I don't at all remember how the music looks on the page; consequently I can't reconstruct any of the fingerings logically.

I also have no visual memory of where the right hand goes; it is necessary that I not look at my right hand. That memory is in the muscles.

Conversely, I must look at the left hand. The left hand does some hopping around, and when I learned the piece I didn't have the technique to memorize that kind of motion. I always looked at the left hand when I learned the piece, and I must look at the left hand to remember.

It's funny, because I didn't remember what my left hand was supposed to look like at first. I started to remember by making some jabs at the keyboard and listening, trying to remember the right sound and the right movements and, finally, the right visual cues. It's the visual cues that make playing the left hand a sure thing.

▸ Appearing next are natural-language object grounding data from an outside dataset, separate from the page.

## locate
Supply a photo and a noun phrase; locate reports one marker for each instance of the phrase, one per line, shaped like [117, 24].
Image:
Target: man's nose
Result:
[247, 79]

It's different with the right hand. Staring at it does nothing (and anyway I couldn't play the left-handed part while looking at my right hand). Sometimes I make a lot of mistakes and sometimes I don't. There's nothing solid for me to rely on to prevent mistakes. If there's music in front of me I can remind myself to be sure to play that accidental, or concentrate on the sequence I'm about to play. Without music, without any visual sense of where my fingers are supposed to go, I can only prevent mistakes one way: suspending intention and dwelling in a physical memory. I have to trust my frankly unreliable fingers to remember on my behalf.

What else do my fingers know that I don't? I ask this by touch-typing on a computer keyboard, of course.

Monday, May 17, 2010

Like many people, I had some formal musical training (violin) when I was pretty young and left off serious study about mid-college. I don't consider myself a musician.

Now I find myself with sudden access to a piano. I do not play piano; I never have. I have, however, tried to pick out music on pianos many times. It's the sort of thing I find irresistible: there is the music, there is the keyboard. See what you can realize just by taking a stab at it.

It's startling to me to notice what is and is not difficult about it to me now, in contrast to earlier periods in my life. Reading bass clef seems more natural than it once did. Reading two lines together seems easier. It seems less necessary to look at the keyboard than it once did. On the other hand, I'm far more aware of my lack of fingering technique, and the limitations it imposes, than before. And I can feel the effects of typing a dissertation in my hands.

It seems the relationship between my brain and my hands has changed without my noticing. Hello, my fingers; we meet again.